Quella sera, forse per colpa della strana circostanza, rimasi estasiato dal calore delle sue labbra. Ci abbracciammo per alcuni istanti come si conviene a due amanti. Uno squillo del telefono interruppe il nostro idillio. Allungai la mano verso la scrivania e afferrai la cornetta del telefono.

«Dottore Cabianca, è arrivato un ricovero» disse l’infermiere di turno.

«Arrivo, arrivo immediatamente. Intanto trasferite la paziente in ambulatorio».

Ci separammo in tutta fretta.

«Mi ha fatto piacere stare con te» disse Erminia.

«Anche a me» risposi.

«Una volta che sarò dimessa spero di risentirti. Ci conto».

«Si, certo» promisi.

«Sarò io a cercarti. Ho bisogno di tempo, devo mettere ordine nella mia vita».

Le diedi un ultimo bacio e mi allontanai. Dovevo raggiungere la corsia per un’altra emergenza.

Trascorsero alcune settimane senza che si facesse sentire. Decisi di telefonarle, trasgredendo la promessa che le avevo fatto di non cercarla. Provai parecchie volte, ma al suo cellulare non rispondeva mai nessuno. Era, inesorabilmente sempre spento.

Una sera provai a chiamarla a casa ed una voce rispose all’altro capo del filo. «Buona sera, desidera?».

«Ciao, Erminia, non mi riconosci? Sono Davide Cabianca, come stai?».
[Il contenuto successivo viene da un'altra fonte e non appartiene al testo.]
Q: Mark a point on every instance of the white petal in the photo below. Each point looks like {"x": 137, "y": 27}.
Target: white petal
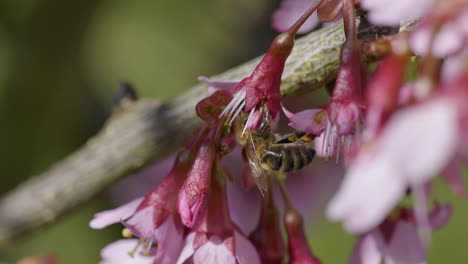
{"x": 187, "y": 251}
{"x": 113, "y": 216}
{"x": 118, "y": 253}
{"x": 245, "y": 251}
{"x": 422, "y": 139}
{"x": 384, "y": 12}
{"x": 368, "y": 249}
{"x": 368, "y": 193}
{"x": 141, "y": 224}
{"x": 213, "y": 252}
{"x": 170, "y": 240}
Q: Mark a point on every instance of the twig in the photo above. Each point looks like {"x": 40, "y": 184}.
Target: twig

«Scusi, non sono Erminia. Lei è il dottore Cabianca, vero? Sono la mamma di Erminia. Mia figlia, la mia bambina non c’è più… E’ venuta a mancare. Povera figlia mia…».

Erminia si era tolta la vita il 20 gennaio gettandosi dal balcone della sua casa pochi giorni dopo essere stata dimessa dall’ospedale.

La cronaca locale le dedicò appena una notizia breve in fondo alla pagina: “SUICIDIO. SI LANCIA DAL BALCONE DI CASA. DONNA MUORE A 38 ANNI. IGNOTI I MOTIVI DELL’INSANO GESTO. INDAGANO I CARABINIERI DELLA TERRITORIALE”.